Jack, who is 12, and his parents are planning a trip to the Lake District (Britain) for the holidays. They plan to share a cabin in the woods with Jack’s aunt, uncle, and their daughter Rosie. However, Jack has that feeling, that headache and nausea that tells him something bad will happen. He doesn’t want to go but can’t give his parents a solid reason. His dad is willing to listen to him, but his mother isn’t likely to.
The inevitable can’t be put off and they head out to the cabin but have to stop at a local convenience store/post office to pick up the keys. There, Jack sees a girl with a grumpy man and his concern increases. After settling in at the cabin, the group splits up to head out for various activities. Rosie’s dad plans to go for a climb while the ladies plan a shopping trip. Rosie doesn’t want to do either, so Jack and his dad are saddled with her. Driving out to a place where they can take photos, they are sideswiped and forced off the road by the grumpy guy (who we come to know as Eddie) from the PO. Jack and Rosie are forced to flee. And so starts the action-packed part of the book after a delicious build up.
Rosie complains loudly for most of the book, though she does have a few moments where she rises to the occasion, finally realizing that if she keeps arguing with Jack they will be caught and most likely killed. Jack’s ESP (or whatever power it is) keeps warning him when danger draws near but he doesn’t have it fine tuned, so Bad Stuff still happens. I liked that it wasn’t a power that could solve everything, and in fact, was sometimes a hindrance.
Most of the female characters come off as whiny asses of one variety or another, and that was a little tiring. Jack’s mom came off as rather self-centered and annoying, though she did have some comedic lines. I like that Rosie eventually saw the larger picture and started trying to keep up instead of hindering the escape at every turn.

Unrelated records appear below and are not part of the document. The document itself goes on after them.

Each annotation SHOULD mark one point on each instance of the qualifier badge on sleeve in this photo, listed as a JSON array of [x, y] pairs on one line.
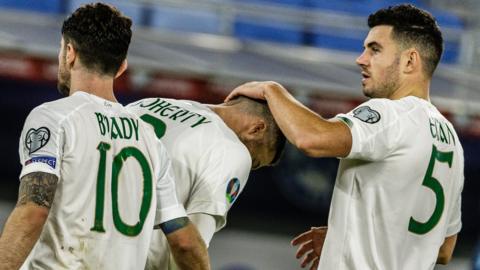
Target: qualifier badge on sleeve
[[233, 188]]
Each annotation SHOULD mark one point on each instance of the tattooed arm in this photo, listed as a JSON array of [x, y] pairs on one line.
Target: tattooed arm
[[25, 223]]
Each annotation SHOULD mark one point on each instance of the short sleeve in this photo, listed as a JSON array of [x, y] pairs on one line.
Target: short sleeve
[[168, 206], [372, 126], [455, 218], [226, 167], [41, 142]]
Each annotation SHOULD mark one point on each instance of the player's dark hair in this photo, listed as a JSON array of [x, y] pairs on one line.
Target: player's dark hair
[[101, 35], [413, 27], [276, 139]]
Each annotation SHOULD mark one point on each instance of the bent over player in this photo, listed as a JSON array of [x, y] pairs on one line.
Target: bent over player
[[396, 201], [95, 179], [213, 148]]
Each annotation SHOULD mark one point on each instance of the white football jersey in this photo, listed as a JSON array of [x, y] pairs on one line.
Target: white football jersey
[[115, 183], [397, 194], [211, 164]]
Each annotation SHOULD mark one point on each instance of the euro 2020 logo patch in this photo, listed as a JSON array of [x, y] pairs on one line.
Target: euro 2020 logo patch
[[36, 139], [233, 188], [367, 114]]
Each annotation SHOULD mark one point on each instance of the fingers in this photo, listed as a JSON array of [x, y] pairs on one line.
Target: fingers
[[315, 263], [238, 91], [303, 249], [304, 237], [308, 259]]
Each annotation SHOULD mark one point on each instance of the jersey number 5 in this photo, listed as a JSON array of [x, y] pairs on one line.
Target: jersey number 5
[[432, 183], [118, 160]]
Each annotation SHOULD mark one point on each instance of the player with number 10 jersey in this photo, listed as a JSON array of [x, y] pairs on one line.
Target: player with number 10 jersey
[[108, 163]]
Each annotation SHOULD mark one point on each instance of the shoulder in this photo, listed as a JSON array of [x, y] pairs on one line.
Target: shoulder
[[58, 109]]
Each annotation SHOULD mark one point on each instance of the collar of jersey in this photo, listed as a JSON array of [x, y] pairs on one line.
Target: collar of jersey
[[96, 99]]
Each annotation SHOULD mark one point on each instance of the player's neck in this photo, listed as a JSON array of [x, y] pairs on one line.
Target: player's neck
[[419, 89], [101, 86]]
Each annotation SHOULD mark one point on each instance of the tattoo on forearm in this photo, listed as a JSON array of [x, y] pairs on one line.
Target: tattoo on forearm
[[37, 187]]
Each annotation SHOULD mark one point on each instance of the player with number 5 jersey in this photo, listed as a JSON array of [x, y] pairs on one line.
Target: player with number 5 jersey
[[397, 195], [95, 179]]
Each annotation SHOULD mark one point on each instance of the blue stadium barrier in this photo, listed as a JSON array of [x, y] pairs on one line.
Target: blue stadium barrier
[[189, 20], [133, 10], [246, 28], [353, 7], [295, 3], [50, 6]]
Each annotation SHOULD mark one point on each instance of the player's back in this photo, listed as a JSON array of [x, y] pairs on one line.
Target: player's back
[[107, 162], [211, 164], [397, 194]]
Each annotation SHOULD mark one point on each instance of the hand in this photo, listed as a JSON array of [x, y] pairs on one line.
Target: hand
[[311, 243], [253, 90]]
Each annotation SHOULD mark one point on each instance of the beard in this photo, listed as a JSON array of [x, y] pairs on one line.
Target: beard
[[388, 85], [63, 84]]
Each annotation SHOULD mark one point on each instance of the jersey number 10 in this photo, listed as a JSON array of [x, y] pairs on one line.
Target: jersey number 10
[[432, 183], [118, 160]]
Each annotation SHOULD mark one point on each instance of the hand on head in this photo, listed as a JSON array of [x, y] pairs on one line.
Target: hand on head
[[255, 90], [311, 244]]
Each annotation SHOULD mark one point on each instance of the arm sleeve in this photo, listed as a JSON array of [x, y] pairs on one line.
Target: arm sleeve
[[455, 221], [226, 167], [206, 225], [372, 125], [168, 206], [41, 142]]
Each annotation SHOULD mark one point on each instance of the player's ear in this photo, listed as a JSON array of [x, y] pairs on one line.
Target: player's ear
[[71, 55], [122, 68], [410, 60]]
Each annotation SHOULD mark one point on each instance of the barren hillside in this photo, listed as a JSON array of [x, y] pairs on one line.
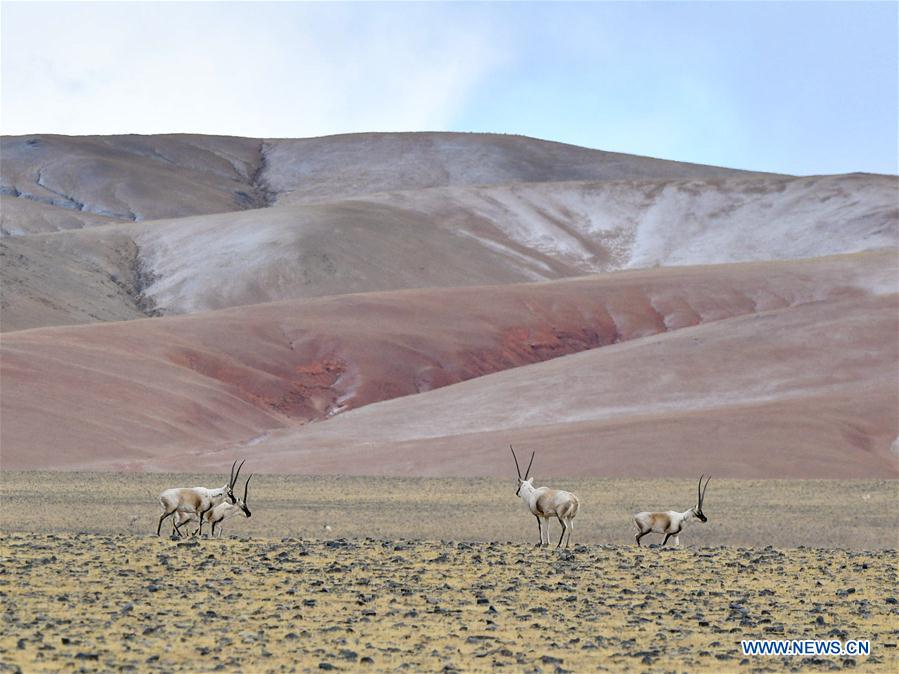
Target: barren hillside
[[226, 377], [308, 294]]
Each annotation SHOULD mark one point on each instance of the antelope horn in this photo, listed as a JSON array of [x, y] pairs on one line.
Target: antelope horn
[[245, 487], [517, 468], [234, 479], [528, 471]]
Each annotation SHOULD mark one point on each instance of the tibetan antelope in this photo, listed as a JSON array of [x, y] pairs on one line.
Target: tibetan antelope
[[544, 503], [218, 514], [197, 500], [671, 523]]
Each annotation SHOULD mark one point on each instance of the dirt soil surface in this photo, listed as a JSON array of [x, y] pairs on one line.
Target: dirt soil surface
[[125, 603], [429, 575]]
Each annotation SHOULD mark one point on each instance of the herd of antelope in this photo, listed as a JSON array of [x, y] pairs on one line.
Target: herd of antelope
[[213, 506]]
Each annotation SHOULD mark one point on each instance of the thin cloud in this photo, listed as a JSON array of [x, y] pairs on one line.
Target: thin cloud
[[255, 70]]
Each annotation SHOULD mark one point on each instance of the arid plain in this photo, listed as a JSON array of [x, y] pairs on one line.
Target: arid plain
[[370, 320], [442, 575]]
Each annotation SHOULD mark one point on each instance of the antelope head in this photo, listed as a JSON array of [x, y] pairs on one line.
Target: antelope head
[[700, 497], [229, 489], [522, 480]]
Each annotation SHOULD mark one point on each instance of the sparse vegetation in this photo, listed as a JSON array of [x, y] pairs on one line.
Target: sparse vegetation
[[440, 575]]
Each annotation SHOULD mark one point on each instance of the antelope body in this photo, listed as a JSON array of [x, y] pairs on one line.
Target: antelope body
[[197, 500], [670, 522], [217, 514], [545, 503]]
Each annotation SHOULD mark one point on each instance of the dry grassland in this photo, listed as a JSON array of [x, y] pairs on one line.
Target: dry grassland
[[440, 575]]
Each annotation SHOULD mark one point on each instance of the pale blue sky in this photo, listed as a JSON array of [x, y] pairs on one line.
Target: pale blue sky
[[790, 87]]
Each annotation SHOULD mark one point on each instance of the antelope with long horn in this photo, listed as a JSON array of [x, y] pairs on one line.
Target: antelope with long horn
[[544, 503], [198, 500], [219, 513], [671, 522]]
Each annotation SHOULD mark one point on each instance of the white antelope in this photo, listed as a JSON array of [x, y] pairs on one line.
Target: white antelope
[[198, 500], [218, 514], [671, 522], [544, 503]]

As Jack and Rosie flee in to the wilderness, trying to find their way to the cabin, they come across some unexpected bits and bobs. Some are good, some are scary, some are useful. A cat and mouse game ensues as Jack tries to keep them alive and Rosie whines she is hungry. It was a fun, fast paced story. Also, I want to note that I didn’t realize there were no longer any bears running wild in the UK prior to reading this book. So, hey, educational as well as entertaining!
I won a copy of this audiobook from the author with no strings attached.
Narration: Joel Froomkin had great little kid voices and various UK accents. Each character was distinct and the female voices were believable.